An anomaly in the academe

Tall concrete pillars are rising one after another in the Diliman campus of the University of the Philippines to serve as the foundation of an elevated monorail, just like the one running around the Disney World amusement park. This monorail will loop around the campus, allowing access from the outside into the university and vice versa through several stations.

UP president Alfredo Pascual grandly sees this monorail project as the university’s “role in nation-building” and its “great privilege to have been part of the realization of a mass transit system conceived by Filipino minds and created by Filipino hands.” More precisely, in the words of Science and Technology Secretary Mario Montejo, the aim is “to install a monorail prototype that will serve as the main thoroughfare within the Diliman, Quezon City campus of UP.”

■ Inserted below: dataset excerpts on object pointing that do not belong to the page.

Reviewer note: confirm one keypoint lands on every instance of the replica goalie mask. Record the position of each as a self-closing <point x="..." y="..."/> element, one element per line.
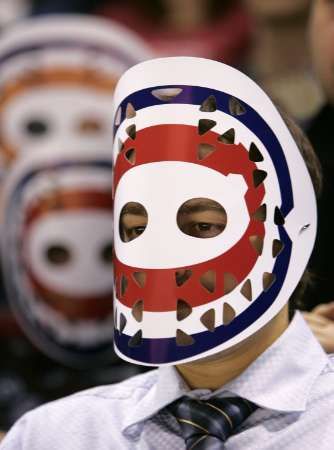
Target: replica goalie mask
<point x="57" y="252"/>
<point x="214" y="210"/>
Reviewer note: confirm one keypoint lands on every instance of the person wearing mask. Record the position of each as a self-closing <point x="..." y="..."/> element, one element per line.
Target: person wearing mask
<point x="214" y="223"/>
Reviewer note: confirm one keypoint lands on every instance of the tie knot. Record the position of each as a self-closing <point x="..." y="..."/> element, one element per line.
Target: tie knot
<point x="216" y="418"/>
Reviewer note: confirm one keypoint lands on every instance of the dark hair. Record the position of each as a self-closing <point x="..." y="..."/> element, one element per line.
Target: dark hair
<point x="314" y="167"/>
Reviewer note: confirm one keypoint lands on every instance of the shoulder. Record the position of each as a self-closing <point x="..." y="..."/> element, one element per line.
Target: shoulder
<point x="81" y="419"/>
<point x="322" y="391"/>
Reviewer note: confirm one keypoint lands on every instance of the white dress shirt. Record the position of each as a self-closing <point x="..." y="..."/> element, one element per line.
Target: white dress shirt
<point x="292" y="382"/>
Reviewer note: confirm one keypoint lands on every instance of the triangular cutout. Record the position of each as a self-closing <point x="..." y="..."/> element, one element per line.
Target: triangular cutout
<point x="124" y="285"/>
<point x="130" y="156"/>
<point x="278" y="246"/>
<point x="140" y="278"/>
<point x="208" y="319"/>
<point x="120" y="145"/>
<point x="208" y="280"/>
<point x="268" y="280"/>
<point x="136" y="340"/>
<point x="246" y="290"/>
<point x="260" y="214"/>
<point x="230" y="283"/>
<point x="183" y="310"/>
<point x="118" y="117"/>
<point x="278" y="217"/>
<point x="205" y="125"/>
<point x="166" y="94"/>
<point x="228" y="314"/>
<point x="181" y="276"/>
<point x="130" y="111"/>
<point x="205" y="150"/>
<point x="115" y="317"/>
<point x="137" y="310"/>
<point x="254" y="153"/>
<point x="183" y="339"/>
<point x="258" y="177"/>
<point x="209" y="104"/>
<point x="122" y="322"/>
<point x="131" y="131"/>
<point x="228" y="137"/>
<point x="257" y="243"/>
<point x="235" y="107"/>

One indeed wonders what the rationale may be for a “main thoroughfare” via a monorail system inside the Diliman campus, a place where traffic is nonexistent, where there is no lack of transport to get around, where biking and walking are a pleasure. Why the imposition of a permanent infrastructure of a “mass transit system” which is irrelevant and incongruous in a place of academe?

As we look at the route of the monorail on the map of the Diliman campus, we immediately see that the monorail will connect the two major avenues of Katipunan and Commonwealth. The UP-Ayala Technohub Complex is located along Commonwealth (where the UP Arboretum used to be) and along Katipunan (where the old campus of the UP Integrated High School is no more). Ayala is presently constructing another huge commercial complex. It is clear that the strategic connection between these two major commercial complexes is what Secretary Montejo refers to as the “main thoroughfare” passing through and within the Diliman campus.

Another commercial area that will be linked by this monorail is Philcoa (that sorry mess of vehicular and human congestion) and CP Garcia, a street within the campus that has become a highway for the dreadful traffic of massive industrial vehicles like 8-wheelers, 16-wheelers, 20-wheelers, even 24-wheelers, container vans, delivery trucks, cement mixers, that pass through it each and every single day.

It is obvious that this monorail is in the interest of the world of commerce, amusement parks—in short, the marketplace. To impose the impropriety of such an infrastructure would jeopardize the integrity of the world of academe, which is the Diliman campus of the University of the Philippines, an environment embodied by its heritage buildings, expansive green fields and the quiet, quiet splendor of trees.